The reason for some of these differences is because the meat and vegetables consumed today are very different from that eaten in the Paleolithic era. The wild animals eaten then provided around 6% to 16% of calories from fat compared to about 40% to 60% in today’s farmed animals and the meat from these wild animals had a higher omega-3 fatty acid content. They were also free of hormones, antibiotics, and environmental contaminants. All animal organs were consumed, and insects provided significant amounts of protein. In addition, virtually all fruits and vegetables available in supermarkets are more palatable, more digestible, and easier to store and transport than their wild cousins, at the expense of certain nutrients. Wild plants provide about four times the fibre of commercial plants.

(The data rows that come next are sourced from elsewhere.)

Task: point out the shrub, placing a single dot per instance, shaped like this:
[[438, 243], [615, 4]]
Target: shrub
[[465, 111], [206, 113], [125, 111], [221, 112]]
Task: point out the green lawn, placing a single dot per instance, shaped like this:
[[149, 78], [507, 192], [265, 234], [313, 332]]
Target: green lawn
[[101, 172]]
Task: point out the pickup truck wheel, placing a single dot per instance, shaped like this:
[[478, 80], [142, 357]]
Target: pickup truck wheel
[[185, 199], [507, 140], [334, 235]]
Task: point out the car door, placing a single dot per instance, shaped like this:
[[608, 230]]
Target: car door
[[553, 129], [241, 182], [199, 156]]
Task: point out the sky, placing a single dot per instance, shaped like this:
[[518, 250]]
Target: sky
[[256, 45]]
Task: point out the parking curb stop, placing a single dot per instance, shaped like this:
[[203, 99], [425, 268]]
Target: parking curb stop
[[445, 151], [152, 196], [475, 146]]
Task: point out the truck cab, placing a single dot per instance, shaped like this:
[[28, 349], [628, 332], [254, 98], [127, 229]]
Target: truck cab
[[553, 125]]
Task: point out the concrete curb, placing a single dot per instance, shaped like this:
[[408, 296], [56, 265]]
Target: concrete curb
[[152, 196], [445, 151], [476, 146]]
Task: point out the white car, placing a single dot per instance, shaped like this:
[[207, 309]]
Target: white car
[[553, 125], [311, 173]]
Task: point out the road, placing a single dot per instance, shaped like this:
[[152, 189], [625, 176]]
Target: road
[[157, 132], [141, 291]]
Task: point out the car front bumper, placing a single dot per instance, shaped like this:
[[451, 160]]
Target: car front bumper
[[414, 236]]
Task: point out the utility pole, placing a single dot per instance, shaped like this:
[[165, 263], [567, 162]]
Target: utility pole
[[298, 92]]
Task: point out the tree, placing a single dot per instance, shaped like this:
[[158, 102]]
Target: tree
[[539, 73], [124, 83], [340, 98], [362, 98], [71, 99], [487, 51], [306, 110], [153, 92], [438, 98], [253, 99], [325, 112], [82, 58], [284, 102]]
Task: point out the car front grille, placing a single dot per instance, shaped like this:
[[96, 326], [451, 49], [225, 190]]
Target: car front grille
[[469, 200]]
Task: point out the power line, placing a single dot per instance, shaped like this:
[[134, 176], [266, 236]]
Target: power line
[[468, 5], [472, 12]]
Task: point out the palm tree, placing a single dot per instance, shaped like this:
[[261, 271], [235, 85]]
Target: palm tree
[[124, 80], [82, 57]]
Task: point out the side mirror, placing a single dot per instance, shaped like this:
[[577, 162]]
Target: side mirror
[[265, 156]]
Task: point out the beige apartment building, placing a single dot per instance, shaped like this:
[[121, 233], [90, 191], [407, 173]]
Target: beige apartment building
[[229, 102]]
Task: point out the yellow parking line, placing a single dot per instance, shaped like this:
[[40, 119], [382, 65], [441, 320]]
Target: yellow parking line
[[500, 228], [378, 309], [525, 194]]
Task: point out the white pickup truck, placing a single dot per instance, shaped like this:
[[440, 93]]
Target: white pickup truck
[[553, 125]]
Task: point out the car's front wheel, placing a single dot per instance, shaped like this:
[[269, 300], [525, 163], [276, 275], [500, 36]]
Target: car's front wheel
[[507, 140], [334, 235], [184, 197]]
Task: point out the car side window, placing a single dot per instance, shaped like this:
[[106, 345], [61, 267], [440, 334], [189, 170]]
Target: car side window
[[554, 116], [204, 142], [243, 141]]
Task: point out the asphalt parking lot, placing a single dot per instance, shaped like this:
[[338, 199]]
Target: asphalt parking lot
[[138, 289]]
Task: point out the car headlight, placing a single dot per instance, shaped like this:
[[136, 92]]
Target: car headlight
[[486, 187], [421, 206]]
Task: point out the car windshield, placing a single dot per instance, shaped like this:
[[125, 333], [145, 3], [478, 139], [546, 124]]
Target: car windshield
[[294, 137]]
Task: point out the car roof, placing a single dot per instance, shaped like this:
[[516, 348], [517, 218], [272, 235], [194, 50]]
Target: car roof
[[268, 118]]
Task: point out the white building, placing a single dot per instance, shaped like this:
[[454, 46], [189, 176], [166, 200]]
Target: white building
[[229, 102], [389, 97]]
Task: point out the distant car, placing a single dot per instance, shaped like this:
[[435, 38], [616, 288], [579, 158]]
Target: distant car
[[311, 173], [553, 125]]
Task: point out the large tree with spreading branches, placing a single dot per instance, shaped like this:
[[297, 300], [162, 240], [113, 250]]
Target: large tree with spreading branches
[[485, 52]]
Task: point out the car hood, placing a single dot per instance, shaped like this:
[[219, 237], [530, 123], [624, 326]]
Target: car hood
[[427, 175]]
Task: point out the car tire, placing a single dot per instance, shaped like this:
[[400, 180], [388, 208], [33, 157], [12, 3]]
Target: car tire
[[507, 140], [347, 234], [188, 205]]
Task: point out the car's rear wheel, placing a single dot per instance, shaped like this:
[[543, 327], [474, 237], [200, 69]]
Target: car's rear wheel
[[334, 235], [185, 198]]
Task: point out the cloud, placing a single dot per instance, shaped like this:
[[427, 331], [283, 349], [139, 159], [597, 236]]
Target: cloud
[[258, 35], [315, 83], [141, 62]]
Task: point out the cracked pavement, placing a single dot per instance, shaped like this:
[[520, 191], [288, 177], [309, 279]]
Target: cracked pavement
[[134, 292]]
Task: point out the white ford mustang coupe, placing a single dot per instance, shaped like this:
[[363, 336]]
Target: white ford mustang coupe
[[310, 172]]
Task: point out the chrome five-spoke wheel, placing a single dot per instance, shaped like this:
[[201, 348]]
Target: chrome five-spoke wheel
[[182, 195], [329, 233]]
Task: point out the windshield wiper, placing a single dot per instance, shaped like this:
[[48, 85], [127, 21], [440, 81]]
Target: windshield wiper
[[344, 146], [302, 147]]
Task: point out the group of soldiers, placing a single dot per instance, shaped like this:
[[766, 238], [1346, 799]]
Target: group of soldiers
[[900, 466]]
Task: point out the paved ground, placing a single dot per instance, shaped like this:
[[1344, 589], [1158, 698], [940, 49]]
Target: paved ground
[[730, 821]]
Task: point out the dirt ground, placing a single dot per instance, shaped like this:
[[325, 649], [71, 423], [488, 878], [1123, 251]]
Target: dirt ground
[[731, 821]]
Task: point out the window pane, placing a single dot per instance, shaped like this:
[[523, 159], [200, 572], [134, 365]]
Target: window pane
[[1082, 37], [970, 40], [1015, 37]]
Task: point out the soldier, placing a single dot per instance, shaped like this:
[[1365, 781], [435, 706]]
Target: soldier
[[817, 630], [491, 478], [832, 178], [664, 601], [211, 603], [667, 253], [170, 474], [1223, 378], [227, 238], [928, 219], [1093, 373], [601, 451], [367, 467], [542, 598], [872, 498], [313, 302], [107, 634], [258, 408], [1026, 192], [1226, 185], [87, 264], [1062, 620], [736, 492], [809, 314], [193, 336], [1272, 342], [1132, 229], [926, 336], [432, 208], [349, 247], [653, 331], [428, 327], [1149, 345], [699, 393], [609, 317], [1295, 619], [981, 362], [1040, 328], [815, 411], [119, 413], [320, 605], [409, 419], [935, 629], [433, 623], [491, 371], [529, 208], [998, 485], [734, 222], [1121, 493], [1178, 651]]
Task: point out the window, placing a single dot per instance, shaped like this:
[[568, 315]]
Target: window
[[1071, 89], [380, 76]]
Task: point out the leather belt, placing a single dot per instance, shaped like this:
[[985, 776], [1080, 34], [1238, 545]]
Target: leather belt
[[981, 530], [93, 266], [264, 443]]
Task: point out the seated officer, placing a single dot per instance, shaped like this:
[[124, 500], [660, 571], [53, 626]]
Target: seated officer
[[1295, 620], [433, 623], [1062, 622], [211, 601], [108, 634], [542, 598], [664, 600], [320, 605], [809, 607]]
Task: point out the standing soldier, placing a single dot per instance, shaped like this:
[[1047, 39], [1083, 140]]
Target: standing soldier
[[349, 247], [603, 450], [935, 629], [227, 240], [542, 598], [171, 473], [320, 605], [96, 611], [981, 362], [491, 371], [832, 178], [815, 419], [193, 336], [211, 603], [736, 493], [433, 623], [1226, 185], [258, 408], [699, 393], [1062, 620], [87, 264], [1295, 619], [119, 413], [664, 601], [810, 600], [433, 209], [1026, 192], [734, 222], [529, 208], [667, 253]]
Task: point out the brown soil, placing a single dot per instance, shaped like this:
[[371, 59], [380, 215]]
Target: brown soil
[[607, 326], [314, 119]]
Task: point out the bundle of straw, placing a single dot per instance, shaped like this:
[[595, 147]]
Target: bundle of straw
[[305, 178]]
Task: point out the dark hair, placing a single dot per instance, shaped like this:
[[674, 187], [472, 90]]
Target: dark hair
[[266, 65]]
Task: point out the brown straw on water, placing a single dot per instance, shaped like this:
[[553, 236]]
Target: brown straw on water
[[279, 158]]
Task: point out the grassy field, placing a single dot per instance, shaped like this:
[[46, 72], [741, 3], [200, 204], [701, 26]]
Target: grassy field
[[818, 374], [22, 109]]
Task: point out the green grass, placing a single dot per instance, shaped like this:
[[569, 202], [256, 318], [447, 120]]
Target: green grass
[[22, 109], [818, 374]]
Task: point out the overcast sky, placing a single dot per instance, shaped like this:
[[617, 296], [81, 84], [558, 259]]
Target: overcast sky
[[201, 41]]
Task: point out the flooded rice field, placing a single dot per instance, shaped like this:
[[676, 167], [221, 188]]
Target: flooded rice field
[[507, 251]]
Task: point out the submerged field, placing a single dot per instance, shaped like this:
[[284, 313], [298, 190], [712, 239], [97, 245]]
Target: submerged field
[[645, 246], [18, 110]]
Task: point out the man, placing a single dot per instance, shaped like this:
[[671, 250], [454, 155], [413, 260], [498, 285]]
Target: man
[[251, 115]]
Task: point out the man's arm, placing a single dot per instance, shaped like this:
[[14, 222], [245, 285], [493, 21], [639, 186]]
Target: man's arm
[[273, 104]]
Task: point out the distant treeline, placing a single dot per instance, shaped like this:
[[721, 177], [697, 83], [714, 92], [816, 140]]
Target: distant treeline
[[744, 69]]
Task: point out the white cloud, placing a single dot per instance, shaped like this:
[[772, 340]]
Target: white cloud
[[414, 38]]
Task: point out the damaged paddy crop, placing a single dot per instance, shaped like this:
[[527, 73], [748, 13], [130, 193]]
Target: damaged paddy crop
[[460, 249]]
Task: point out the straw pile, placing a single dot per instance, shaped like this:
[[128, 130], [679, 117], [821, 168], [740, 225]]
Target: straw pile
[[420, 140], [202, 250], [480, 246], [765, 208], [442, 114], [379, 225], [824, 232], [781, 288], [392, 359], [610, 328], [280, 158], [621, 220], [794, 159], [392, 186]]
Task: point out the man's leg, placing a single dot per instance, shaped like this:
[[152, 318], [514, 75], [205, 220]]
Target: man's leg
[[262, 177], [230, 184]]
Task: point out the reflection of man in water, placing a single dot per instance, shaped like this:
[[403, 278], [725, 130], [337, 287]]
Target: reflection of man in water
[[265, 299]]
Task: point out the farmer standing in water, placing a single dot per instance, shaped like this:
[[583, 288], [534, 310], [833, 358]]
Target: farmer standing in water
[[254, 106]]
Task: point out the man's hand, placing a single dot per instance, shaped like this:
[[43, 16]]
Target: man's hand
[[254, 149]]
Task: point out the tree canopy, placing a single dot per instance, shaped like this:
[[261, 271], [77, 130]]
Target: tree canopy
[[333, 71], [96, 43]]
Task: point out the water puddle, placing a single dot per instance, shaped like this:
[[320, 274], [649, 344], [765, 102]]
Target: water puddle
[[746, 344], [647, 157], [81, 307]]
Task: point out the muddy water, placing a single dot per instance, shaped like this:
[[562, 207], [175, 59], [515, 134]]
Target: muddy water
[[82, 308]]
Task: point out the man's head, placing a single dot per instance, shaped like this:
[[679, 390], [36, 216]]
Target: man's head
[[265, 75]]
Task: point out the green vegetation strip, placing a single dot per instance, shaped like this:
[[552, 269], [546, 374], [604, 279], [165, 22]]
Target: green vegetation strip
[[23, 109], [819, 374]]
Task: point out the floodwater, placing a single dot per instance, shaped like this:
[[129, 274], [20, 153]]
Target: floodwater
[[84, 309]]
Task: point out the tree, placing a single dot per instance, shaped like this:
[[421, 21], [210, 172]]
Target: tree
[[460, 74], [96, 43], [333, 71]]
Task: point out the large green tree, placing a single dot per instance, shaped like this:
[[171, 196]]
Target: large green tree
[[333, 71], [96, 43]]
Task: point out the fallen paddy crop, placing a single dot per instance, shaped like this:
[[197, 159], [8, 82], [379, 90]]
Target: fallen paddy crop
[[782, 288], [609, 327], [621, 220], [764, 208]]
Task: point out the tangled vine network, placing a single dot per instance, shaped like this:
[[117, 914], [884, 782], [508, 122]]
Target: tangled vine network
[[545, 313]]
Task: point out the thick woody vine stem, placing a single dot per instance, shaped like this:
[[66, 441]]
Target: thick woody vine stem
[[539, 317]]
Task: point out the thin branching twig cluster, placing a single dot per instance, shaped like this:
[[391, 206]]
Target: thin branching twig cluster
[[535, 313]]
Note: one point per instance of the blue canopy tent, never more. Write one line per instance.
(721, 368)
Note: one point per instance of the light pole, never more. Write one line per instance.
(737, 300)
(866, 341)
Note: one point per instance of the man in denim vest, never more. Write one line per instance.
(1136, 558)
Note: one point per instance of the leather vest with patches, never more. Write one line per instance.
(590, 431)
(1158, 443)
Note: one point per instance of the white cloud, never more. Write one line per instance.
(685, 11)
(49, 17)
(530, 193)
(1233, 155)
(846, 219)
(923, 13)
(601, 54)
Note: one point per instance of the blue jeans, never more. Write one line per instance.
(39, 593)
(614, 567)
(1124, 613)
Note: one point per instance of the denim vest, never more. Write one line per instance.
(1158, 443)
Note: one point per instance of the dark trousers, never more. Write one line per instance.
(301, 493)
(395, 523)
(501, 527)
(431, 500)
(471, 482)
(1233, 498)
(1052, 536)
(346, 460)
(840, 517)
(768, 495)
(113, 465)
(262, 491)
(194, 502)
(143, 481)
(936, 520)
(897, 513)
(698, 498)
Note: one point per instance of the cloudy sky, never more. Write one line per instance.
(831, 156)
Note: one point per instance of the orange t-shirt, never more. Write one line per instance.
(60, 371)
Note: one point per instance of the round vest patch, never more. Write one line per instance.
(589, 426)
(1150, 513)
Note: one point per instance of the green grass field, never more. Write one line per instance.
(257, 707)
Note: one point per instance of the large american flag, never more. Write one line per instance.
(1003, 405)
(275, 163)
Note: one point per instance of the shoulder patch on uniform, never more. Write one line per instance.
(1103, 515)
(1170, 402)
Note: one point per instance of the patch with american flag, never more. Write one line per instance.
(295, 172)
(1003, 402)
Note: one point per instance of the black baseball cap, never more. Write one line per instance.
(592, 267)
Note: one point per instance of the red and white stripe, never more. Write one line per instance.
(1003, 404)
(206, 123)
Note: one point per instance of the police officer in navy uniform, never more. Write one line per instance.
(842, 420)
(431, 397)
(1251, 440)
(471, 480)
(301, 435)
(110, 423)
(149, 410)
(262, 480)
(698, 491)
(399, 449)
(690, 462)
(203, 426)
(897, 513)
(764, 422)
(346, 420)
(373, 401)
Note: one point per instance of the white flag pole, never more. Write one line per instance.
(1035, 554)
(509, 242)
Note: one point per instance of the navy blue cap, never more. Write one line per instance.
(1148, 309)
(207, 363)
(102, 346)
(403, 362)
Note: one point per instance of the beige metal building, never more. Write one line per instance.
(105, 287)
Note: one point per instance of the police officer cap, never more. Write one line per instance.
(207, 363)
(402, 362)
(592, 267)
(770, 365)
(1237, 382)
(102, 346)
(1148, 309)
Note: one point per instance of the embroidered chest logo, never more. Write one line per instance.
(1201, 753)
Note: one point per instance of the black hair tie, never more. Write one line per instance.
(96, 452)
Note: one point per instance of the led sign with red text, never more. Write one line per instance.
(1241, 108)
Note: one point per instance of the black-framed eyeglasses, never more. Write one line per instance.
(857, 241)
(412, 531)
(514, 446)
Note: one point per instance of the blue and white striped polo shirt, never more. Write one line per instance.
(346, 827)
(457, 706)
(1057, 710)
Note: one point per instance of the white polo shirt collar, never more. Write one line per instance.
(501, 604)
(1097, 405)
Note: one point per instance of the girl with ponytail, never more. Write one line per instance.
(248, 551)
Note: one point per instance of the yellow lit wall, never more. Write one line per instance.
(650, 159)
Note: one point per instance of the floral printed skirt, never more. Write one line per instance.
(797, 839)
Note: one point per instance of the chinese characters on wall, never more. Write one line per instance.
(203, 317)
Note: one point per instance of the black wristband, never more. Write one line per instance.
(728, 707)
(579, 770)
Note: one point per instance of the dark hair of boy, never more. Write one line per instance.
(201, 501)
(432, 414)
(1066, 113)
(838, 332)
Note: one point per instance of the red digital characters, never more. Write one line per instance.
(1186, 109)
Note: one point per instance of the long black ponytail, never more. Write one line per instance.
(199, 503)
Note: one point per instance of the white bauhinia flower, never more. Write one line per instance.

Grains and legumes are avoided in the current Paleo diet, even though study after study have shown these foods promote health and longevity and prevent chronic disease. People who live in regions of the world known as the Blue Zones — the longest lived, healthiest populations in the world — all consume legumes and whole grains as part of their traditional diet. Paleo advocates claim that these foods weren’t part of Paleolithic-era diets, but new research suggests otherwise. They also argue that lectins naturally present in these starchy foods are harmful to human health. Consuming too many lectins can cause significant gastrointestinal distress. However, because legumes and grains are almost always consumed in a cooked form — and lectins are destroyed during cooking — eating beans and grains doesn’t result in lectin overload.
Listen to this talks by Christina Warinner on Debunking the Paleo Diet
In summary, the keto/low-carb and Paleo diets are far removed from the international consensus on an optimal diet. There may be some short-term benefits, but the longer term data do not support their role in promoting health or treating disease and there are genuine concerns about long term safety.